Ideology has replaced common sense in the attempt by right wingers in Congress to destroy federal funding for senior volunteer programs across the country. This is especially so in the House of Representatives, where the new Tea Party members have intimidated the Republican leadership into indiscriminately cutting what they call “wasteful spending,” this being defined as any programs to which they are ideologically opposed.
Cutting Service Programs
So now we have HR 1, the Continuing Resolution for fiscal year 2011 passed by the House of Representatives on February 19, 2011, which eliminates $1.4 billion in federal funds for programs that encourage people to serve in their communities. These include the Corporation for National and Community Service (CNCS) and the programs it administers, the Retired & Senior Volunteer Program, the Foster Grandparent Program, and the Senior Companion Program (collectively the “Senior Corps”) as well as AmeriCorps, VISTA, Habitat for Humanity, City Year, and Teach for America.
CNCS is an independent federal department in the Executive Branch. Senior Corps is a very important collection of programs under CNCS that is slated for elimination under HR 1. Ending CNCS programs would eliminate Senior Corps - resulting in the “firing” of more than 450,000 senior volunteers nationwide, depleting vital services to people, young and old, who rely on them.
These cuts make no sense. They are a prime example of a false economy – eliminating many human service programs to save a pittance in funds. Some examples:
In 2010, nearly 660 AmeriCorps members assigned to Habitat for Humanity helped recruit and supervise 200,000 community volunteers to build 3,600 homes for low-income families. Eliminating funding for AmeriCorps means Habitat for Humanity will find it difficult to finance projects and recruit volunteers.

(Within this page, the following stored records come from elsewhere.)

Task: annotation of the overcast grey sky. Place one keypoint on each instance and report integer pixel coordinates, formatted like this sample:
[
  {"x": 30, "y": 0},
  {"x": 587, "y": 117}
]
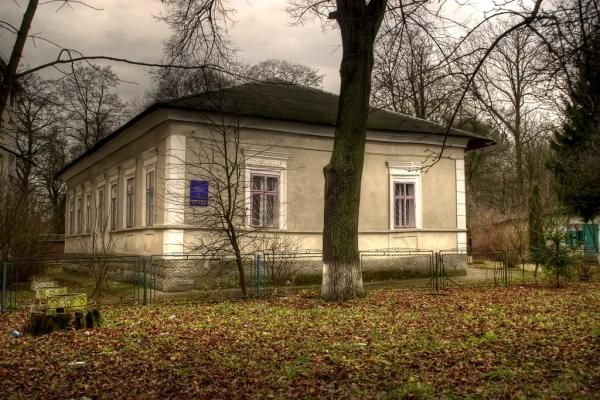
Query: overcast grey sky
[{"x": 126, "y": 28}]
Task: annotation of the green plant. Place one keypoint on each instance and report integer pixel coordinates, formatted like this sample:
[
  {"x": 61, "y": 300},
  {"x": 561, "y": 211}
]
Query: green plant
[{"x": 556, "y": 255}]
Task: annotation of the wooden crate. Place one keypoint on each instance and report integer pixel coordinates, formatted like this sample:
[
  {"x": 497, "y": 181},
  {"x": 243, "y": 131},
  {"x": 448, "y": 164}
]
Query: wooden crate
[
  {"x": 67, "y": 303},
  {"x": 46, "y": 292},
  {"x": 40, "y": 282}
]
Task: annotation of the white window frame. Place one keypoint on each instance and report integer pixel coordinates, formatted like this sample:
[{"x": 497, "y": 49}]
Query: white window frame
[
  {"x": 71, "y": 213},
  {"x": 87, "y": 205},
  {"x": 113, "y": 181},
  {"x": 266, "y": 163},
  {"x": 150, "y": 159},
  {"x": 129, "y": 174},
  {"x": 405, "y": 172},
  {"x": 79, "y": 213},
  {"x": 126, "y": 214},
  {"x": 101, "y": 212},
  {"x": 264, "y": 194},
  {"x": 148, "y": 170}
]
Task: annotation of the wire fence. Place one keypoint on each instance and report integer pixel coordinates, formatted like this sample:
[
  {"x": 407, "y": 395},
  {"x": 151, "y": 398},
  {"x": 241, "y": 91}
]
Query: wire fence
[
  {"x": 415, "y": 267},
  {"x": 142, "y": 279}
]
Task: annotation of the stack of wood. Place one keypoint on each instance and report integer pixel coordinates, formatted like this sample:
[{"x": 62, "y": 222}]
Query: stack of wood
[{"x": 57, "y": 309}]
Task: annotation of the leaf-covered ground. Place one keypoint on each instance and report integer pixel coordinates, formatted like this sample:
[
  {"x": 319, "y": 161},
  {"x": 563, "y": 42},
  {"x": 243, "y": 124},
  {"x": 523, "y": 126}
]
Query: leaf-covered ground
[{"x": 489, "y": 343}]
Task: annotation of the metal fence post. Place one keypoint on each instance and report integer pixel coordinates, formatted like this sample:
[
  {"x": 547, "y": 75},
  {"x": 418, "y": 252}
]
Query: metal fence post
[
  {"x": 145, "y": 281},
  {"x": 258, "y": 274},
  {"x": 3, "y": 297}
]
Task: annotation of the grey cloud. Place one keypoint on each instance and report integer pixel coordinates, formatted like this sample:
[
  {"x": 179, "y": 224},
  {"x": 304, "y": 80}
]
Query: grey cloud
[{"x": 128, "y": 29}]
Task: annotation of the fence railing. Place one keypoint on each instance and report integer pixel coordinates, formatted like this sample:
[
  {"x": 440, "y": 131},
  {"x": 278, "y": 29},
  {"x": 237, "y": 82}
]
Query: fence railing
[{"x": 142, "y": 277}]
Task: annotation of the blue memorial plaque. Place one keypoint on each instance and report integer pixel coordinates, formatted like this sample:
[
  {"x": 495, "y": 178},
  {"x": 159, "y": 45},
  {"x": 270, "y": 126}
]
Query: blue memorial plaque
[{"x": 198, "y": 193}]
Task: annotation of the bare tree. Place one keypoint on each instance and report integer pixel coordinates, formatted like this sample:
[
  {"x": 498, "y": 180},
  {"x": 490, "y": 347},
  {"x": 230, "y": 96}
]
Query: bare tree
[
  {"x": 218, "y": 161},
  {"x": 284, "y": 71},
  {"x": 91, "y": 108},
  {"x": 411, "y": 76},
  {"x": 36, "y": 114},
  {"x": 509, "y": 86}
]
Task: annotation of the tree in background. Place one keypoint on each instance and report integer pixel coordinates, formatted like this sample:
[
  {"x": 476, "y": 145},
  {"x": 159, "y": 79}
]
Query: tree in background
[
  {"x": 219, "y": 161},
  {"x": 576, "y": 148},
  {"x": 91, "y": 107},
  {"x": 284, "y": 71},
  {"x": 411, "y": 75},
  {"x": 171, "y": 84},
  {"x": 509, "y": 87},
  {"x": 536, "y": 227}
]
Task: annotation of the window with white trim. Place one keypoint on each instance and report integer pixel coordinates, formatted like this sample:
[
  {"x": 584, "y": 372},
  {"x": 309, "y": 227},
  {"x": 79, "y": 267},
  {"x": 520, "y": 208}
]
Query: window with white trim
[
  {"x": 79, "y": 216},
  {"x": 71, "y": 217},
  {"x": 130, "y": 203},
  {"x": 405, "y": 194},
  {"x": 88, "y": 212},
  {"x": 150, "y": 198},
  {"x": 404, "y": 205},
  {"x": 266, "y": 188},
  {"x": 100, "y": 223},
  {"x": 264, "y": 200},
  {"x": 113, "y": 206}
]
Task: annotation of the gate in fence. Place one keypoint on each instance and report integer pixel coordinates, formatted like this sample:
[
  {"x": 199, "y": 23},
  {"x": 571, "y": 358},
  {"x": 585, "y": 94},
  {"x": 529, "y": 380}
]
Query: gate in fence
[
  {"x": 460, "y": 268},
  {"x": 145, "y": 275},
  {"x": 414, "y": 268},
  {"x": 86, "y": 274}
]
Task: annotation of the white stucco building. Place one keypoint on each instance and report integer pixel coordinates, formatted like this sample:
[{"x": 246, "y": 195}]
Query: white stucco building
[{"x": 142, "y": 181}]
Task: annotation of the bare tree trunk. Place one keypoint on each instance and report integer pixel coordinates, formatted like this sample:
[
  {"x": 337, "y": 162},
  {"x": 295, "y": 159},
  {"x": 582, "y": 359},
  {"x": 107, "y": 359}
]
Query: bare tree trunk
[
  {"x": 240, "y": 264},
  {"x": 359, "y": 23},
  {"x": 15, "y": 56}
]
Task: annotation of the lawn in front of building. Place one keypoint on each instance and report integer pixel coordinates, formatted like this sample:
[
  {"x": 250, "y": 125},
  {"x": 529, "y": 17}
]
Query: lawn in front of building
[{"x": 471, "y": 343}]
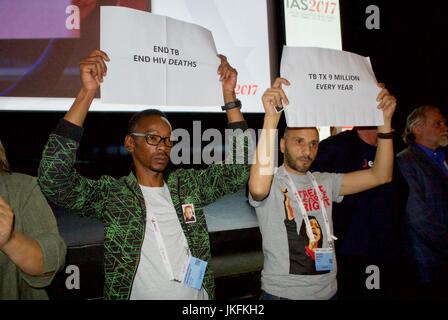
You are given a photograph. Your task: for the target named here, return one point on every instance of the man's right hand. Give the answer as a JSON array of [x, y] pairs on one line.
[[93, 69], [275, 97]]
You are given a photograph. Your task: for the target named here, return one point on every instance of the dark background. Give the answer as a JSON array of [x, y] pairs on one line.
[[408, 53]]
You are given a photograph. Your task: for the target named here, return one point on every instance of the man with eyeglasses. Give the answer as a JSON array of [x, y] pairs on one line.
[[150, 250]]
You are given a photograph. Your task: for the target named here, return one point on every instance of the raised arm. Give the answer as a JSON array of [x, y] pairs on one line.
[[57, 177], [92, 70], [262, 170], [228, 77], [222, 178], [381, 172]]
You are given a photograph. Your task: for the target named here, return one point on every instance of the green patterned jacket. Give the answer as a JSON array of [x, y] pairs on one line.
[[120, 205]]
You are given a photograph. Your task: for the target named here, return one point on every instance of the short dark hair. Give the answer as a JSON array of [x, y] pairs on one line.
[[285, 133], [142, 114]]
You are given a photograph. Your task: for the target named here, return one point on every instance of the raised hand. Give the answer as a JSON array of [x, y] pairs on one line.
[[275, 98], [387, 103], [93, 69], [228, 77]]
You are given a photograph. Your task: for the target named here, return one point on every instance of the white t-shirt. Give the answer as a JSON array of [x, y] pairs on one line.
[[289, 264], [152, 279]]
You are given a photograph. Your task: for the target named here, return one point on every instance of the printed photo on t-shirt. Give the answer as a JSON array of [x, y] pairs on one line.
[[302, 258]]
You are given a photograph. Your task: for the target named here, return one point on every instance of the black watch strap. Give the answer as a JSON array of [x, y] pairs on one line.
[[231, 105]]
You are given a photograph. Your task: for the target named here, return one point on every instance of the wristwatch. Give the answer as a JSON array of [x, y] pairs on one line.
[[231, 105]]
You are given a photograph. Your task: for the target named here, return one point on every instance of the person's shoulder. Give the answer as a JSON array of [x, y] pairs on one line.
[[19, 179], [325, 175], [406, 153]]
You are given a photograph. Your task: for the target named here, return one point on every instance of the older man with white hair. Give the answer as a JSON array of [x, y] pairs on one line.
[[425, 169]]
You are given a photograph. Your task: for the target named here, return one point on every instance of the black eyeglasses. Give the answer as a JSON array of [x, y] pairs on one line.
[[153, 139]]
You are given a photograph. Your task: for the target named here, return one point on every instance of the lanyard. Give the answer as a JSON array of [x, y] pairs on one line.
[[323, 209], [161, 245]]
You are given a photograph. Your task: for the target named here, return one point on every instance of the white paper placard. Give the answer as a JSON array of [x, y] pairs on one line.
[[159, 61], [329, 88]]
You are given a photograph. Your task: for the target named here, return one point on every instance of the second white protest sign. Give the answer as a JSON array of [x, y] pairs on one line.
[[329, 88]]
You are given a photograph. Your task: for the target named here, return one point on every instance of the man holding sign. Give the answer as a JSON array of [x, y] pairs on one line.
[[151, 252], [294, 206]]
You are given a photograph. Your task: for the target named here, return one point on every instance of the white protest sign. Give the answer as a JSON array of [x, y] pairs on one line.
[[329, 88], [158, 61]]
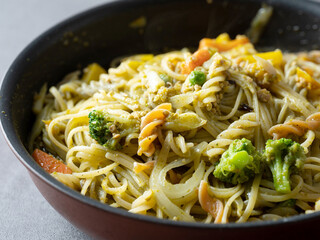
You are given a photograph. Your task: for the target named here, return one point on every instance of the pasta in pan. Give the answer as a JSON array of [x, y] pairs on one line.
[[224, 134]]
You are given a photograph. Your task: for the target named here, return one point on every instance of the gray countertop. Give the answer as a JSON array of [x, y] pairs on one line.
[[24, 213]]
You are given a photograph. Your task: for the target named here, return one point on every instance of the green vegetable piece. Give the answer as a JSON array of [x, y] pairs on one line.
[[108, 129], [239, 163], [197, 77], [284, 157]]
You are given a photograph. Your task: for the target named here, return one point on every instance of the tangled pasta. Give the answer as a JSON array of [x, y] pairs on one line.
[[187, 136]]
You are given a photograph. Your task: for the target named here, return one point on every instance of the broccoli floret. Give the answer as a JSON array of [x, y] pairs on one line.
[[239, 163], [283, 157], [108, 129]]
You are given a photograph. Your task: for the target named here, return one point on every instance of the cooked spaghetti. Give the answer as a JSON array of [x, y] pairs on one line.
[[188, 136]]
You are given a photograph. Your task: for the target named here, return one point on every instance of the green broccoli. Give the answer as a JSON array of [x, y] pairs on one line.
[[108, 129], [283, 157], [197, 77], [239, 163]]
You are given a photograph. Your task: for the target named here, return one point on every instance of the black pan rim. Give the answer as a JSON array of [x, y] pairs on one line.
[[25, 158]]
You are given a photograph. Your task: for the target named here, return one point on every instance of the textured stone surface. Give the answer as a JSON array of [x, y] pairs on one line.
[[24, 213]]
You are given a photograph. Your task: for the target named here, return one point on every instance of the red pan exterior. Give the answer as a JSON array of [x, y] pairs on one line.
[[106, 30]]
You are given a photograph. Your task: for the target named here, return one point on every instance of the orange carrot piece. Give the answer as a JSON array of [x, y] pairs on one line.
[[195, 60], [49, 163], [223, 46]]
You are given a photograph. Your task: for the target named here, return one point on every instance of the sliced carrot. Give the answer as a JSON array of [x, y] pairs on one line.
[[195, 60], [49, 163], [223, 45]]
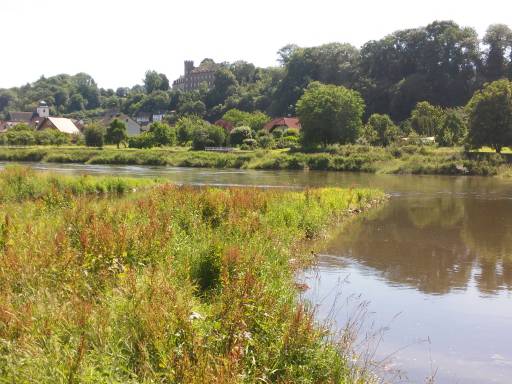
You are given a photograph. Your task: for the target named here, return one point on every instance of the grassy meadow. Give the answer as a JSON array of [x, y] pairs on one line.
[[405, 159], [166, 284]]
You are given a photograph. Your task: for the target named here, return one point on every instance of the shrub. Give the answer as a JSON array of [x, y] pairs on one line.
[[265, 141], [291, 132], [163, 134], [20, 137], [51, 137], [239, 134], [186, 126], [208, 136]]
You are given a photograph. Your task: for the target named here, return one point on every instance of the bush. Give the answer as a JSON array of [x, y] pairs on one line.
[[22, 137], [208, 136], [291, 132], [51, 137], [250, 143], [239, 134], [94, 135], [163, 134], [144, 140], [186, 126], [288, 142], [266, 141]]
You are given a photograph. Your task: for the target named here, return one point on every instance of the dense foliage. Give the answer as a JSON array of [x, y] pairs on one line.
[[442, 63], [490, 116], [177, 285], [330, 114]]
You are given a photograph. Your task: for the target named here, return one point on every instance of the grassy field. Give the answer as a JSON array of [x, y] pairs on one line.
[[165, 285], [398, 160]]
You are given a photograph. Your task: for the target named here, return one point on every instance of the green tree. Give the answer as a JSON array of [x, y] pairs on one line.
[[426, 119], [453, 130], [154, 81], [94, 135], [116, 132], [185, 127], [330, 114], [20, 137], [163, 134], [498, 40], [239, 134], [224, 85], [208, 136], [490, 115], [380, 130], [255, 120], [76, 103]]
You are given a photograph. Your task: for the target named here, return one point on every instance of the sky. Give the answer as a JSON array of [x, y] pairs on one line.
[[117, 41]]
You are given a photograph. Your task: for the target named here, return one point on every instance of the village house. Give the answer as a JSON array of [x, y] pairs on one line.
[[195, 76], [132, 127], [61, 124], [287, 122], [30, 118]]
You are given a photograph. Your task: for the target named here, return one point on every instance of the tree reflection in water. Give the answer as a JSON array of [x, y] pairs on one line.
[[435, 244]]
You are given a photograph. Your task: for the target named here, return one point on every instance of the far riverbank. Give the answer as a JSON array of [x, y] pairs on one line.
[[394, 160]]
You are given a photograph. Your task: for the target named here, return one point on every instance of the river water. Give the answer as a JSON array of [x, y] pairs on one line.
[[432, 268]]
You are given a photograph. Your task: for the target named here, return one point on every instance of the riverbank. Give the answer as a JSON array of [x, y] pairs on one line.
[[394, 160], [169, 284]]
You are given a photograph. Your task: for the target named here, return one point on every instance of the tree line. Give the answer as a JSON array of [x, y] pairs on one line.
[[442, 63]]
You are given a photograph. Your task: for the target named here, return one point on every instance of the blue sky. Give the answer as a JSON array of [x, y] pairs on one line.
[[117, 41]]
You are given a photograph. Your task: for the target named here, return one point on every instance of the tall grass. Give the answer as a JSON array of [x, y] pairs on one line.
[[355, 158], [175, 285], [22, 183]]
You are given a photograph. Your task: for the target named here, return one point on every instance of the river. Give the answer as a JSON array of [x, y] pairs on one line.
[[432, 268]]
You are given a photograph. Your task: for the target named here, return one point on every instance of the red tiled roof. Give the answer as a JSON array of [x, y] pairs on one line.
[[290, 122]]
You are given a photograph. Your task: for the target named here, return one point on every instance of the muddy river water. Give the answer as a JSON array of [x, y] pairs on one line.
[[432, 268]]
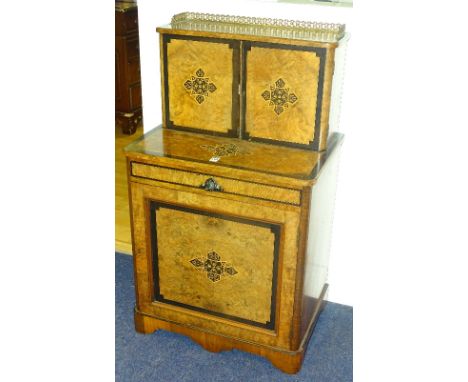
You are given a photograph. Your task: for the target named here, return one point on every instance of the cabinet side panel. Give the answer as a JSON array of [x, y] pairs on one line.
[[319, 238]]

The result will be fewer houses built, all for a savings of about $4 million.
Teach for America, losing its grant from AmeriCorps, means it would have to reduce by about 500 the corps of recent college graduates that it trains to help raise achievement in low-income schools. And the loss of the $5,000 educational stipend for AmeriCorps participants at the end of their service would make recruiting more difficult. Total savings: $11 million.
City Year has 1,800 trained young people working with at-risk students in school districts with high dropout rates in 20 cities. Their living expenses are paid for almost entirely with a grant the group receives from AmeriCorps. Without that money, City Year may have to shut down entirely. Total saving: $21.5 million.
RSVP Essential for the City
In New York City, the Retired and Senior Volunteer Program (RSVP), created and operated since 1966 by the Community Service Society, delivers critical services throughout the five boroughs designed to meet pressing local needs. RSVP volunteers, ranging in age from 55 to 101, provide an invaluable service and save the city and service organizations millions of dollars. RSVP is an essential component of life for millions of New Yorkers. Every day, New York City’s RSVP volunteers make a profound difference in their communities and improve the quality of life for all New Yorkers.
RSVP volunteers assist New Yorkers in gaining basic money management skills, mentor children of incarcerated parents and at-risk youth, reduce the rate of recidivism by assisting the formerly incarcerated in removing barriers to gainful employment, provide literacy services to children and adults, assist at soup kitchens and food pantries providing meals and food packages to the poor, and deliver meals and provide companionship to the homebound, among many other services.
The impact on New York City with the elimination of RSVP would be profound. In 2010, over 5,600 RSVP volunteers contributed close to one million hours of service. The program is tremendously cost-effective. The yearly cost in federal funding to field one RSVP volunteer is $162. While the federal cost per volunteer hour is $0.93, the value of the volunteers’ hours, calculated at the minimum wage, exceeds $7.2 million.
Elimination of RSVP from the federal budget would have an enormous impact on New York City: 144 health-related community organizations would lose the services of 1,840 RSVP volunteers; 134 social services programs would lose the services of 1,442 RSVP volunteers; and 68 community partners providing services for older adults would lose the services of 1,322 RSVP volunteers.
The elimination of CNCS and/or Senior Corps and the funds associated with those programs would have a drastic effect on millions of people all over the U.S., including our own communities in New York City. We must convey this message to New York’s senators, Charles Schumer and Kirsten Gillibrand, and to all member of the Senate to ensure that they reject the folly of these budget cuts.
David R. Jones is president and CEO of the Community Service Society (CSS), the leading voice on behalf of low-income New Yorkers for over 165 years. The views expressed in this column are solely those of the writer. The Urban Agenda is available on CSS’s website: www.cssny.org.